Its important to remember that TAP is a protocol to access the database where data is being stored, not the database itself.

TAP Results [documentation](https://pyvo.readthedocs.io/en/latest/api/pyvo.dal.TAPResults.html) <br>
Oficial [documentation](https://www.ivoa.net/documents/TAP/)<br>
Some Videos: 
[video 1](https://www.youtube.com/watch?v=hFmhypXg7JA&list=PL7kL5D8ITGyXDJYyms0rjzt9o-wDg-rKQ), 
[video 2](https://www.youtube.com/watch?v=BX10AI0WgMA&list=PL7kL5D8ITGyXDJYyms0rjzt9o-wDg-rKQ&index=2),
[video 4](https://www.youtube.com/watch?v=szDdL7sqD68&list=PL7kL5D8ITGyXDJYyms0rjzt9o-wDg-rKQ&index=3)

In [None]:
import time
import numpy as np
import matplotlib.pyplot as plt
import pandas

from lsst.rsp import get_tap_service

Its important to set max rows here, because these catalogs have a lot of objects, and it may not be that interesting to bring it all here.

In [None]:
pandas.set_option('display.max_rows', 20)

Here we access tap service, since we are inside rubin science plataform we can call the method get_tap_service() and its not necessary to provide a login and password, or a connection string.

In [None]:
service = get_tap_service()

assert service is not None
assert service.baseurl == "https://data.lsst.cloud/api/tap"

### Seeing the schemas to see what we have

Here we are going to have a look to all the schemas that we can access using tap.
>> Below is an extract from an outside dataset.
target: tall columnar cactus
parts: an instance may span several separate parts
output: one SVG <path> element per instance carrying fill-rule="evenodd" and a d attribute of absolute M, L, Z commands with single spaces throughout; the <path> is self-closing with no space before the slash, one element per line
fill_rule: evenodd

What interesses us here are the schemas for dp0 data, the dp01_dc2_catalogs and dp02_dc2_catalogs.

In [None]:
query = "SELECT * FROM tap_schema.schemas"
results = service.search(query).to_table()

results

Looking inside the dp0.2 catalog whe can see that we have some tables and its names. What interesses us here is the Object table, it contains the objects that were already coadded images. 

In [None]:
query = "SELECT * FROM tap_schema.tables WHERE tap_schema.tables.schema_name = 'dp02_dc2_catalogs' order by table_index ASC"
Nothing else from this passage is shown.